Given the period of time in which these essays were written, readers might note how Rivera Garza’s style changes throughout the collection. Her 2004 essay “Mourning,” for example, which explores mourning and the Other through the work of Judith Butler, adopts a more academic style. It’s a logical thematic fit, but I enjoyed the essay more for what it revealed about the evolution of Rivera Garza’s voice throughout the collection than the content proper. In some of the collection’s other more recent essays, Garza seems to move away from an academic register, opting instead for the taut, economical prose characteristic of her novella The Taiga Syndrome. Among the essays added to the original 2011 collection (and subsequent second edition, published in 2015), I would have loved to read Rivera Garza’s take on how Mexican president Andrés Manuel López Obrador, a leftist, fits into this larger pattern of visceralessness.  AMLO initially refused to take COVID-19 seriously, and though his politics differ, he is often at odds with democratic institutions in a way that is similar to Trump and Bolsonaro.
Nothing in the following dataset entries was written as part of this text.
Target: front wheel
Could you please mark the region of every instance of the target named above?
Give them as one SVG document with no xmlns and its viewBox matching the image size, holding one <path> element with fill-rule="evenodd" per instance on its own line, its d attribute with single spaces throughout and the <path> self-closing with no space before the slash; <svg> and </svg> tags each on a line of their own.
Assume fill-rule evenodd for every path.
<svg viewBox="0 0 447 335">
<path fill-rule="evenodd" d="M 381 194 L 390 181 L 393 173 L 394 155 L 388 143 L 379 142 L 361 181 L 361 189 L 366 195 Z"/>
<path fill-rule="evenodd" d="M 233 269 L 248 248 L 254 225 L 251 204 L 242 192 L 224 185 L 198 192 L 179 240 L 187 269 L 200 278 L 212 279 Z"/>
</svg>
It’s also worth noting that two of the added essays, “I Won’t Let Anyone Say Those Are the Best Years of Your Life” and “On Our Toes” were originally written by Rivera Garza in English. The rest of the collection was originally written in Spanish and translated by Sarah Booker, who also worked on the author’s novel The Iliac Crest. She does a marvelous job capturing the subtleties of Rivera Garza’s voice: In “On 2501 Migrants by Alejandro Santiago,” for example, Booker capably translates one of Rivera Garza’s thornier sentences—“Fantasmagóricos y aterradores a la vez, frágiles como el material que los compone, pero ciertos en el aire que los envuelve y sólidos en el espacio que ocupan, los migrantes de Santiago cruzan sobre todo una frontera: la muy delgada y quebradiza línea de lo que con frecuencia se denomina como realidad”—as “Simultaneously fantastic and terrifying, as fragile as the material they’re made of, yet solid in the space they occupy and the air that surrounds them, Santiago’s migrants cross one border above all: the thin, brittle line we often call reality.” Seamlessly done.

Precious few are essay collections in translation, and of those precious few, many consist of fiction writers compiling their stray odds and ends for a dependable base of readers. Thoughtfully curated and aptly translated, Grieving is not just for completists of Rivera Garza’s obra; in less than 200 pages, it is both evocative and informative. With this collection, Rivera Garza obliges readers to take her work as an essayist just as seriously as the short novels and novellas that have made her name.